Nagoya kei (名古屋系) is a subgenre of the Japanese visual kei movement that developed in the early 1990s music scene of Nagoya, Japan. Initially, the term simply referred to musical groups from Nagoya, but because many of these bands had a dark and decadent atmosphere, it came to be used to describe a unique aesthetic style specific to the city. Considered darker and gloomier than visual kei both musically and lyrically, Nagoya kei takes its influences more so from western (specifically British) punk rock, gothic rock and alternative rock acts. The focus of the bands tends to be much less on costumes and makeup in favor of more complex musical compositions and concentration on the music itself. The term actually developed before visual kei was coined, and gradually died out as the latter gained more popularity.

==History==
Early notable Nagoya kei acts include Silver~Rose (formed 1989), Kuroyume, and Merry Go Round (both formed 1991). According to Fanatic Crisis guitarist Shun, Silver~Rose and Kuroyume were the "big two" of the early scene. Shun cites Laputa, Rouage, and his own band Fanatic Crisis as being part of the second generation of Nagoya kei in the mid-1990s. In the late 1990s, many of the bands moved to Tokyo and signed to major record labels. When doing so, most also adopted a more commercial sound, like Fanatic Crisis, who went on to be considered one of the "big four" visual kei bands of the time. Keito Ozaki of Japanese pop culture website Real Sound wrote that many Nagoya kei bands eventually diverge into different directions; Kuroyume turned to punk rock and hardcore punk, Laputa turned to a digital sound, Fanatic Crisis went pop, and Merry Go Round went in a "maniacal, ero guro and underground direction."

Later notable bands include Kein, deadman, Blast, deathgaze and Gullet. The scene has a history of bands frequently collaborating, swapping members, and forming new acts together following disbandments. There is often much debate on whether or not an act is considered Nagoya kei. Since the term visual kei has become mainstream, newer bands are generally not considered Nagoya kei. For example, members of Lynch. (formed in 2004) disagree with being labeled as such, with vocalist Hazuki claiming that Nagoya kei's sound does not include "modern heaviness" like they do.

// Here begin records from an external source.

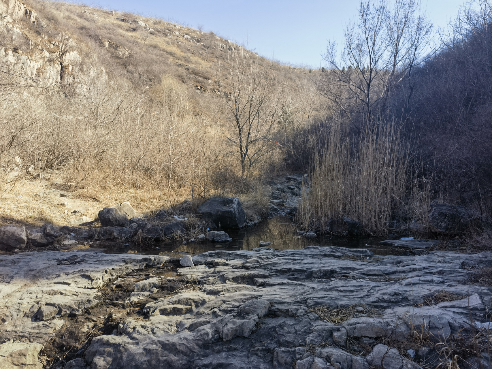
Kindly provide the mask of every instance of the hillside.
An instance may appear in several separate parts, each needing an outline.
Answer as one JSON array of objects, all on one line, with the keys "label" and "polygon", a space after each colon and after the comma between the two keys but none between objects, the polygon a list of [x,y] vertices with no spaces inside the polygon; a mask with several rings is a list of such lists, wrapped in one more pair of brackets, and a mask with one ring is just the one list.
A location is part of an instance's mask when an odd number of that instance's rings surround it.
[{"label": "hillside", "polygon": [[[50,189],[89,201],[81,213],[91,218],[115,202],[144,211],[213,193],[247,201],[252,185],[237,177],[224,138],[237,56],[268,74],[283,144],[262,157],[268,170],[255,166],[253,182],[283,170],[293,129],[319,114],[319,71],[277,64],[213,32],[64,2],[2,0],[0,7],[2,103],[9,112],[0,147],[4,222],[75,217],[34,196]],[[11,170],[21,163],[32,170]],[[254,214],[268,203],[258,200]]]}]

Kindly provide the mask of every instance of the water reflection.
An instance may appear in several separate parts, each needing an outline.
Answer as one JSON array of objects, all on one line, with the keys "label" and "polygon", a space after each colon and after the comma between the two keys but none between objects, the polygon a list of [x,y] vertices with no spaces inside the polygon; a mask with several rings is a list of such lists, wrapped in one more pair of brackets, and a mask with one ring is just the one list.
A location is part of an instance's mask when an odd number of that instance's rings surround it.
[{"label": "water reflection", "polygon": [[[256,226],[239,230],[226,230],[232,238],[231,242],[193,242],[182,244],[157,244],[145,247],[132,246],[139,252],[160,254],[178,257],[184,253],[199,254],[212,250],[251,250],[259,247],[260,241],[271,242],[268,247],[277,250],[301,249],[306,246],[338,246],[350,248],[368,248],[376,255],[395,255],[400,250],[379,245],[383,239],[376,237],[338,237],[322,236],[314,239],[299,235],[292,220],[286,216],[276,216],[260,222]],[[127,248],[128,247],[127,246]],[[125,252],[125,249],[113,248],[110,252]]]}]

However, Ozaki wrote that Lynch. has more than a few traits in common with Nagoya kei. Particularly noting how, due to the popularity of Dir En Grey, many contemporary bands have heavier sounds with low-tuned guitars, including those in Nagoya. Despite not being from Nagoya, Arlequin (formed 2013) were influenced by its bands and have labeled themselves the "next generation of Nagoya kei."